Lower Risk Among Patients With CHD
The VP&S monitors over 7,000 pediatric and adult patients who were born with a heart defect. Between March and July 2020, 53 patients with CHD, with a median age of 34 and afflicted with COVID-19 were reported at the specialty center.
While the 10 children and 43 adults with CHD had COVID-19, certain additional attributes were noted. Around 58 percent had complex congenital anatomy or inherent anatomical complexities. Nearly 15 percent were found to have a genetic defect. Also, 11 percent had pulmonary hypertension and 17 percent were reported to have obesity.
Role of Genetic Syndromes
Further analysis of the reported COVID-19 patients revealed that the existence of concurrent genetic syndrome in all patients and the progressed stage of the infection in adult patients, were both associated with a higher risk of severe symptoms. Five patents possessed trisomy 21, the presence of an extra chromosome at position 21. Four patients had a blood circulation irregularity caused by defects in the heart known as Eisenmenger's syndrome.
Also, two patients suffered from DiGeorge syndrome, which is caused by the erasure of a portion of chromosome 22. Almost all the patients who had DiGeorge syndrome and trisomy 21, exhibited moderate to severe symptoms of COVID-19. Among the 53 COVID-19 patients who were found to have CHD, 17 percent or nine patients, had moderate to severe cases of the infection, while six percent or three patients succumbed to the disease.
The scientists admitted that the study indeed had a few limitations. "While our sample size is small, these results imply that specific congenital heart lesions may not be sufficient cause alone for severe COVID-19 infection," they wrote. It is also likely that some of the patients in the analyzed population mat have adhered to stricter social distancing measures as early on in the pandemic several concerns surrounding cardiac conditions were raised, said the researchers.

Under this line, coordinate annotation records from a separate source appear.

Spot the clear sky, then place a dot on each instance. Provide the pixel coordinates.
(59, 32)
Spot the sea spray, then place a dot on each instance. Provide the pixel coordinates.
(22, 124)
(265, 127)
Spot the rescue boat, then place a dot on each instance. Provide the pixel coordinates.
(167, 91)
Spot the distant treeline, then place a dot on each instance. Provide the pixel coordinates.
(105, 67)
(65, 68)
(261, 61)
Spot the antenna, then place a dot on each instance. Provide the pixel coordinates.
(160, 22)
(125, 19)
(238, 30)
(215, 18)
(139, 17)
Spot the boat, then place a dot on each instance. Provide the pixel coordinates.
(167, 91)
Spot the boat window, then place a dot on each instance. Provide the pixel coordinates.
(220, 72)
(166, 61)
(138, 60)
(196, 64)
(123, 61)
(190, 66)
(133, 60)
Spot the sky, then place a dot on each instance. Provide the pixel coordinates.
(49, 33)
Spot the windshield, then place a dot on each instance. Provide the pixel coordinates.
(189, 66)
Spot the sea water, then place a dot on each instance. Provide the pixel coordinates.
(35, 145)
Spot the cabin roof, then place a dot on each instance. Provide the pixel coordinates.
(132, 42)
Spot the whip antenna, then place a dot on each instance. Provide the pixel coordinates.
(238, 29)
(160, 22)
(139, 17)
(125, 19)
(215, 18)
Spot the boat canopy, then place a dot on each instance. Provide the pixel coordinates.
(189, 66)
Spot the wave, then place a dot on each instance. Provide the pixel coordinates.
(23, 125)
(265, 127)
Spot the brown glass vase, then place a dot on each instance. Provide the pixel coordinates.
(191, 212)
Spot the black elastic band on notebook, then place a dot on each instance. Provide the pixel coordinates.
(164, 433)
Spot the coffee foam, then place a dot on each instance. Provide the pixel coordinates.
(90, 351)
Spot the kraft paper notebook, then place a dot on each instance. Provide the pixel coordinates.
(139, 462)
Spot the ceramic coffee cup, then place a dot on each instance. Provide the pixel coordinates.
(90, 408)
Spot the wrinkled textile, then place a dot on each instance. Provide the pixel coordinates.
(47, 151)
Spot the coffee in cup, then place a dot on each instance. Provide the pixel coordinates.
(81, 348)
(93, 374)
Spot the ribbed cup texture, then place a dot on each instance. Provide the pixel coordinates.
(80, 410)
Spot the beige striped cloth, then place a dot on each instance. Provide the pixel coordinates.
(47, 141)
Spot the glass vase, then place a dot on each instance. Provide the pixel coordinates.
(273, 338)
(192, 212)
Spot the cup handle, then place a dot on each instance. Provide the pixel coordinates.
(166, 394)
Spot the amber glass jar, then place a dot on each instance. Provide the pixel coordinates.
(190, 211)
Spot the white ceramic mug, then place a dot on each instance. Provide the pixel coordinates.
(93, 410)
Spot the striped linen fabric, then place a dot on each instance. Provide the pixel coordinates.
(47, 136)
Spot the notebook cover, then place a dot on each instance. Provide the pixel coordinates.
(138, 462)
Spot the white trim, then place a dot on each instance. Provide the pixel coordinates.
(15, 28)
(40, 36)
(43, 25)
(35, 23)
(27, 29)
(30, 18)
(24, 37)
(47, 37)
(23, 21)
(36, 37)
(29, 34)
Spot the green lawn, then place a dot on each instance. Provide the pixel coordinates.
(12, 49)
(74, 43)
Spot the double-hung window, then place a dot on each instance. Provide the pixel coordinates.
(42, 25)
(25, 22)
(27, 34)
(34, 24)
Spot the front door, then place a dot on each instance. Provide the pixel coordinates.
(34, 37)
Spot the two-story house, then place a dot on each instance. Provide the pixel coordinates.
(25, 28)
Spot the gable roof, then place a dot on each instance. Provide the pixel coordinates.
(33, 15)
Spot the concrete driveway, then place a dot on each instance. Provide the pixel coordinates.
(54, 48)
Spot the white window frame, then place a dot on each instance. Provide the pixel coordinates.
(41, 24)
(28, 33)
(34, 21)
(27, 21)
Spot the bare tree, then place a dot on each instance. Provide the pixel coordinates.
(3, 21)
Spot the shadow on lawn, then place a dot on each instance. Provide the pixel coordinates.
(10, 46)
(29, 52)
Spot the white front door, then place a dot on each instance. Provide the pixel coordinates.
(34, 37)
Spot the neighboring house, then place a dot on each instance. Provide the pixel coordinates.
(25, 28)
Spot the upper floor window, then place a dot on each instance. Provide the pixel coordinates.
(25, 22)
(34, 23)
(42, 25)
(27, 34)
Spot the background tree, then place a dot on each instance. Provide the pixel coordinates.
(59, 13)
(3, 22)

They acknowledged that the median age of the study and the prevalence of acquired cardiac risk factors were found to lower in the analyzed hospitalized patients in the study in comparison to those generally admitted to hospital in New York City due to the disease. Another limitation that the team admitted to was that in a cohort of older COVID-19 patients with CHD, the risk profile could be different.
"Despite evidence that adult-onset cardiovascular disease is a risk factor for worse outcomes among patients with COVID-19, patients with CHD without the concomitant genetic syndrome, and adults who are not at advanced physiological stage, do not appear to be disproportionately impacted," the authors concluded.